CAS CLINIQUE N° 20 - Syndrome de douleur vésicale

25 novembre 2014

Auteurs : P. Mouracade, Commentaires d'expert C. Saussine
Référence : Prog Urol, 2014, 24, 69-72, suppl. HS4



 


Cas clinique


Anamnèse


Dans ses antécédents médicaux, vous retrouvez une fibromyalgie. À l’interrogatoire, vous retrouvez une pollakiurie, une nycturie et des douleurs exacerbées par les rapports sexuels mais soulagées par les mictions. La patiente vous raconte qu’elle a déjà eu recours à plusieurs spécialistes et plusieurs traitements médicamenteux de type antalgique, antibiotique ou anti-inflammatoire mais sans amélioration. Elle vous montre des résultats d’examen cyto-bactériologique des urines (ECBU) réalisé lors des crises douloureuses qui sont négatifs.

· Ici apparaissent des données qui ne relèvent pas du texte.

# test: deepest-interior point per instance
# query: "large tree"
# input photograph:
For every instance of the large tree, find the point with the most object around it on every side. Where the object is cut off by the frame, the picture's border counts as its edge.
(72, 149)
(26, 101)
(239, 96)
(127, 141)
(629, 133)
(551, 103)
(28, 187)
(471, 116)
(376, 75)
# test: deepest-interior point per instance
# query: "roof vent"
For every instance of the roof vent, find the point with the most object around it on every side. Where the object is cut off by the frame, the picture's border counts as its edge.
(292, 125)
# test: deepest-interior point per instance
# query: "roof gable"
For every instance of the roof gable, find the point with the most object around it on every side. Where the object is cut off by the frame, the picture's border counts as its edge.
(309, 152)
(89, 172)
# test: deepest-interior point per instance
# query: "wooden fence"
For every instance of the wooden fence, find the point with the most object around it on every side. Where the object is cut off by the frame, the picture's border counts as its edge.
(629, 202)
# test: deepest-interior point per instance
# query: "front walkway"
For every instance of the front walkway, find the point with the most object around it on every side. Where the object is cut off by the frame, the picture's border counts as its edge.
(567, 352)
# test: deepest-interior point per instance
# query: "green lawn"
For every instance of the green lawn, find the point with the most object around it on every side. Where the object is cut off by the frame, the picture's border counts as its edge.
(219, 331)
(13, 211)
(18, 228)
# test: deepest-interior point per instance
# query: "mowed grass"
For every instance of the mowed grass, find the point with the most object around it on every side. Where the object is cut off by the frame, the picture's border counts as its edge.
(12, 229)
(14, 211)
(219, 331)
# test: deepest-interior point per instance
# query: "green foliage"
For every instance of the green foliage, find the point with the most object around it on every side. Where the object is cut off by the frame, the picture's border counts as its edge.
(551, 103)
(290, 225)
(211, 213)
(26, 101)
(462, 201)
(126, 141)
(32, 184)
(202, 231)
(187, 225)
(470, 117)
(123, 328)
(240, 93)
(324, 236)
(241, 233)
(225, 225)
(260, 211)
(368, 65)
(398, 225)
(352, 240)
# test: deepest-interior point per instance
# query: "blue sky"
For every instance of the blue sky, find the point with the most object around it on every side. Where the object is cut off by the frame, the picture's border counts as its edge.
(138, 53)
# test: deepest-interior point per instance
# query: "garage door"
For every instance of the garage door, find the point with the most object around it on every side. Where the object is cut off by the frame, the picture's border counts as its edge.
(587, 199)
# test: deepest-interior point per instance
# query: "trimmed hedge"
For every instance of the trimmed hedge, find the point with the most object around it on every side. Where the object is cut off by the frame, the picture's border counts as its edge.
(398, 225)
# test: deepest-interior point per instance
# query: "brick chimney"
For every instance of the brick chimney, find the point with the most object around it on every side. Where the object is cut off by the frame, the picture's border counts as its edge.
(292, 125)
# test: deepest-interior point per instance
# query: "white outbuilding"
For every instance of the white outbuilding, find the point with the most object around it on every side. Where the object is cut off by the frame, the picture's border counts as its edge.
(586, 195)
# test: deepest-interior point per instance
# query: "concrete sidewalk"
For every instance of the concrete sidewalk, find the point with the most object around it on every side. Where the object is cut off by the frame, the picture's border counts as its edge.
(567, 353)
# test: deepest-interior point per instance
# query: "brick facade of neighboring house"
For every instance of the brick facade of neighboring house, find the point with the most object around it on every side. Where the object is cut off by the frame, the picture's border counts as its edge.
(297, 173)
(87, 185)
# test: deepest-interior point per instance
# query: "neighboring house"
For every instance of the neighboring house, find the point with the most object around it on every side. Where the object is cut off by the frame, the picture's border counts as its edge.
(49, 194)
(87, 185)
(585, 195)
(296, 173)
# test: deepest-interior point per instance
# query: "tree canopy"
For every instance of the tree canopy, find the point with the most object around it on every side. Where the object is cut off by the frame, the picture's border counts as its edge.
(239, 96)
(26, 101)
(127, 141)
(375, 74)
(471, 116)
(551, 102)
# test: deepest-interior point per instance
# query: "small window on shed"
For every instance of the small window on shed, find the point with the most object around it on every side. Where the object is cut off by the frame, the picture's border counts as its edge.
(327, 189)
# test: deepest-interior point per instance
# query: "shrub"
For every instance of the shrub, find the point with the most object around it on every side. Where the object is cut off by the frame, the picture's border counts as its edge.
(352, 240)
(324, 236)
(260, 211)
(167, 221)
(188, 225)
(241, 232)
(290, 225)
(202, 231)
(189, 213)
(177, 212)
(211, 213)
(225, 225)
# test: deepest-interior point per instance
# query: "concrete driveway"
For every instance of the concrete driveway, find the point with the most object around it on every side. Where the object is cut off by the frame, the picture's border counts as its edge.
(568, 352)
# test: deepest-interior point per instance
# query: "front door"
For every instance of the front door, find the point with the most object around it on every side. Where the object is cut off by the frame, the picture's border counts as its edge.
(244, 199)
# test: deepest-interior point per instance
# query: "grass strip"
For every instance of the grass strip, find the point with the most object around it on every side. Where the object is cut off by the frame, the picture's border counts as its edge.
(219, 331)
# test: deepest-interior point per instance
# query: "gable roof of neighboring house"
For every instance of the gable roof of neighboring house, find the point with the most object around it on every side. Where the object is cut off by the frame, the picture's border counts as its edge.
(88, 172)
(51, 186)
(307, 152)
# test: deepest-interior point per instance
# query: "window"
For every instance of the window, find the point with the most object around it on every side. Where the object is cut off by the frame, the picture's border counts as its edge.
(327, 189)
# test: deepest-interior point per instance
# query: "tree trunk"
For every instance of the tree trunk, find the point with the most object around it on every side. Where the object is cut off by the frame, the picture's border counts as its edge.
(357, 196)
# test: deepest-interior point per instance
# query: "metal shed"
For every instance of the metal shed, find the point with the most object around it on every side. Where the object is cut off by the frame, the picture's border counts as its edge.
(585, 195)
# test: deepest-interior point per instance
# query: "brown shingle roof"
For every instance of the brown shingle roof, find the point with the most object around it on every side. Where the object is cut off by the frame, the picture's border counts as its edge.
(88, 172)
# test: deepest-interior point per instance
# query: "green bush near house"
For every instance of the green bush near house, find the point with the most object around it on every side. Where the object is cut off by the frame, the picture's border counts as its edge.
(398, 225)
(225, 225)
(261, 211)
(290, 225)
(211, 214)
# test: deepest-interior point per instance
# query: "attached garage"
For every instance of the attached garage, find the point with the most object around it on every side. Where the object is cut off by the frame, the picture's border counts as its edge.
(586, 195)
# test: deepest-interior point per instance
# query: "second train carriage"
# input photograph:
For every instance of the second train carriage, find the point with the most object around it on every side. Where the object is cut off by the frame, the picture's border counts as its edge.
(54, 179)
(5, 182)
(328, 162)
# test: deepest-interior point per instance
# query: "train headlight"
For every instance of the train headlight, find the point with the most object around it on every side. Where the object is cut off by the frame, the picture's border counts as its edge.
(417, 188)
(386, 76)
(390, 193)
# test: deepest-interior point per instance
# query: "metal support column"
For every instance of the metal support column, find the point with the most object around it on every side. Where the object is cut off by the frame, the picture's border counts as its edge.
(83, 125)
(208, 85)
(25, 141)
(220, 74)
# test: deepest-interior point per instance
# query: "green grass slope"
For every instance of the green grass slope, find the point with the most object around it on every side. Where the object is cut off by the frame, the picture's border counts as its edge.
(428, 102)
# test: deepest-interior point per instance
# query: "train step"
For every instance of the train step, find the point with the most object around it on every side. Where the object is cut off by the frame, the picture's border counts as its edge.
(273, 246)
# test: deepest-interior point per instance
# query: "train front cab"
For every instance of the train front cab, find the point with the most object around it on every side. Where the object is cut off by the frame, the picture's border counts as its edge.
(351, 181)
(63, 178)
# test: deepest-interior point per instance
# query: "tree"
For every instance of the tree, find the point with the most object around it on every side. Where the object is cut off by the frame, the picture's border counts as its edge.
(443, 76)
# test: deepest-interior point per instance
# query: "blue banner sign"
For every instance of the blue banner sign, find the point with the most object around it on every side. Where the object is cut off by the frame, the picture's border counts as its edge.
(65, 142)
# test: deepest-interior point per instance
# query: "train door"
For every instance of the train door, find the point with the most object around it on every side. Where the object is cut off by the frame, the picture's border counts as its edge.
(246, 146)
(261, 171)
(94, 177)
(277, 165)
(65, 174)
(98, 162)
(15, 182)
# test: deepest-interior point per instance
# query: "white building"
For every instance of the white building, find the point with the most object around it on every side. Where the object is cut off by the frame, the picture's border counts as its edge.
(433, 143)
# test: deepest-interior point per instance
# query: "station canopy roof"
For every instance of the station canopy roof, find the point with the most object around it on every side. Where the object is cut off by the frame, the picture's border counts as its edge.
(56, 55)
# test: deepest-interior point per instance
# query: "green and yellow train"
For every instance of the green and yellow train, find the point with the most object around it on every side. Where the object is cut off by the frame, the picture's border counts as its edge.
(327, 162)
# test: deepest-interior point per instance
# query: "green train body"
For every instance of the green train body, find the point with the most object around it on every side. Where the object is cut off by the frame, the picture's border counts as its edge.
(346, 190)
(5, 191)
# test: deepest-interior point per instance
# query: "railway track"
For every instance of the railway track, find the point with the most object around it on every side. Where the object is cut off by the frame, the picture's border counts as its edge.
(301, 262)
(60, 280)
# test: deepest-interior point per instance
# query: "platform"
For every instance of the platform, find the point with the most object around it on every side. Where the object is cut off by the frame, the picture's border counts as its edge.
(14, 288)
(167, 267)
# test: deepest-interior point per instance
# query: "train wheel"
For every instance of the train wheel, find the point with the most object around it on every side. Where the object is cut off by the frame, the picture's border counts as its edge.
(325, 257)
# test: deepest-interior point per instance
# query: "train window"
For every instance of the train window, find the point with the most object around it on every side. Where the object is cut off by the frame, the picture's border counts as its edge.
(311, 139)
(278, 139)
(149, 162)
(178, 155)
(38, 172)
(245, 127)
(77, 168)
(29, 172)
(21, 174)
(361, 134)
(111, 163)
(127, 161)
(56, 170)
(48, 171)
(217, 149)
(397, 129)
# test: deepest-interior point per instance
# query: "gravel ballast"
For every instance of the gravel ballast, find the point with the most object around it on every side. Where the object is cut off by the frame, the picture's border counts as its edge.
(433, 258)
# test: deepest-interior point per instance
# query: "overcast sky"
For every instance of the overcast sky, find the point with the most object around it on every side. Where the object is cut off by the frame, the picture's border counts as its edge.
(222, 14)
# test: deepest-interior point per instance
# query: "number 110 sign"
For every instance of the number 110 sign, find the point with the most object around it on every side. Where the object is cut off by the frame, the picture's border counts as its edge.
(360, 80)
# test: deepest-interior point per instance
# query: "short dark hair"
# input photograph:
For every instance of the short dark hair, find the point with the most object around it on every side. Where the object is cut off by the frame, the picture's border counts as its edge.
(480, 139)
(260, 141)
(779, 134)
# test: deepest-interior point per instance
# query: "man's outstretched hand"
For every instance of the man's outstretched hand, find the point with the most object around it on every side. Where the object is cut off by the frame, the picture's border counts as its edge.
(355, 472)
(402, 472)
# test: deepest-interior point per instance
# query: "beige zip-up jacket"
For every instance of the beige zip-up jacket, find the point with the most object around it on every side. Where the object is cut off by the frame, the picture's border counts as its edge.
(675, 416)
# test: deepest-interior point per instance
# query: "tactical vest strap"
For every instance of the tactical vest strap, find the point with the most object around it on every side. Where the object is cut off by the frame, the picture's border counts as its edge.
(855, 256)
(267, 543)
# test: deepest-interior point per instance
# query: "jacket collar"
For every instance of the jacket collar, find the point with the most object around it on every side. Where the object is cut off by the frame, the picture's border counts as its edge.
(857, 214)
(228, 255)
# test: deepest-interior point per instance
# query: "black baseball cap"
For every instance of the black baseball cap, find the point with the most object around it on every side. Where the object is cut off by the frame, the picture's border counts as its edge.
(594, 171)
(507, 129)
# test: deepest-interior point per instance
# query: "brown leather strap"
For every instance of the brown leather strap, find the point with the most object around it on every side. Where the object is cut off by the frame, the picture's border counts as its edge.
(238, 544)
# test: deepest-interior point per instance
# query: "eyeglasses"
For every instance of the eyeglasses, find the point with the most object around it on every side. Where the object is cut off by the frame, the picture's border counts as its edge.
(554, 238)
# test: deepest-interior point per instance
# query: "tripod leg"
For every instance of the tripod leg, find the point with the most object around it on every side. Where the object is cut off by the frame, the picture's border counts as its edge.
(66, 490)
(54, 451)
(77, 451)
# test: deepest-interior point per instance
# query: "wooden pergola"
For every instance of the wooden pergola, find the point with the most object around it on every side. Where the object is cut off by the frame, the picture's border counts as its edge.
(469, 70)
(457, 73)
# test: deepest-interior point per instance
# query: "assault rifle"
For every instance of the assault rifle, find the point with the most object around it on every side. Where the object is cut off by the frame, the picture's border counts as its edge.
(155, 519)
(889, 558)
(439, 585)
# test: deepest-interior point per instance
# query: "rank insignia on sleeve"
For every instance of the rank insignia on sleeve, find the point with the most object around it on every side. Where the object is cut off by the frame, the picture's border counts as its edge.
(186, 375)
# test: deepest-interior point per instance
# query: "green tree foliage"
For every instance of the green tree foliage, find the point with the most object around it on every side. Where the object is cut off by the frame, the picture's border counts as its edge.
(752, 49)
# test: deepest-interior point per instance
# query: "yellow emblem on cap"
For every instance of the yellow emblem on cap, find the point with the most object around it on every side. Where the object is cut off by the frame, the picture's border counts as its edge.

Vous réalisez un examen clinique qui ne retrouve aucune anomalie en dehors d’un profil psychologique anxieux. La bandelette urinaire réalisée en consultation est normale.


Motif de consultation


Patiente, âgée de 28 ans, qui vient consulter pour une gêne et des douleurs vésicales et pelviennes associées à des envies mictionnelles évoluant depuis plusieurs années.



Questions


1re question


Quels sont les éléments du tableau clinique qui font évoquer un tableau de syndrome de la douleur vésicale/cystite interstitielle (SDV/CI) ?


2e question


Quelle est la définition du SDV/CI ?


3e question


Quels sont les critères diagnostiques du SDV/CI ?


4e question


Quels sont les diagnostics différentiels à exclure devant une suspicion de SDV/CI ?


5e question


Y a-t-il une indication à réaliser une hydrodistention vésicale ?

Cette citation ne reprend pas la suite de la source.